Een onervaren trainer is bij Barça bijna cupgarantie

2006, 2009, 2011. Drie finales, drie keer won FC Barcelona de Champions League. In 2006 werd Arsenal verslagen, in 2009 Manchester United en in 2011 datzelfde United nog een keer. Het is het resultaat van een gok die Barcelona nu al een paar keer heeft durven nemen: het aanstellen van een onervaren coach. Luis Enrique kan vanavond in de voetsporen treden van Frank Rijkaard en Pep Guardiola.

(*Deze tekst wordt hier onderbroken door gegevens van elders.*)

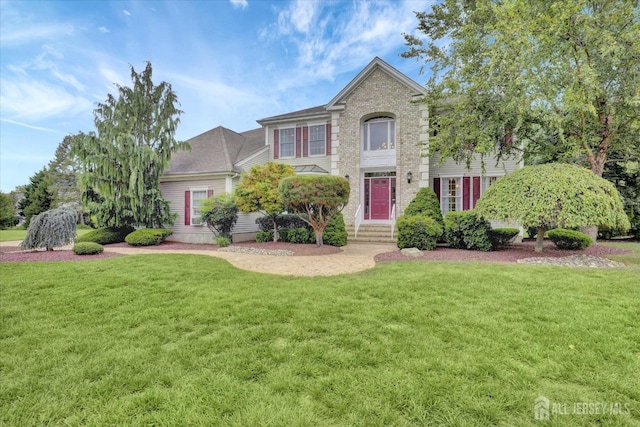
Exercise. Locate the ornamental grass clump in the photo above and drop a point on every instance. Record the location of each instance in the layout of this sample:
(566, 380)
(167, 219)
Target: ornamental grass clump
(53, 228)
(569, 239)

Twaalf jaar geleden zorgde het grote FC Barcelona voor opschudding in de voetbalwereld. De onervaren Frank Rijkaard werd benoemd tot hoofdtrainer van de Catalaanse club. Natuurlijk had hij het Nederlands elftal naar de halve finales geloodst op het EK van 2000, maar een jaar later stond hij aan het roer bij Sparta dat onder zijn hoede voor het eerst in de clubgeschiedenis degradeerde. Niet echt een goed cv om bij een topclub als Barcelona aan de slag te gaan, zou je denken.

Het succes van Rijkaard

Toch pakte de keuze van Barcelona, op voorspraak van Johan Cruijff, niet verkeerd uit. Het eerste seizoen (2003/2004) begon moeizaam, maar uiteindelijk zagen Rijkaard en zijn assistent-trainer Henk ten Cate hun elftal toch als tweede eindigen in de Spaanse competitie. Het seizoen daarop werd Barça, voor het eerst sinds 1999, weer eens kampioen van Spanje en in 2006 deed het dat nog eens dunnetjes over.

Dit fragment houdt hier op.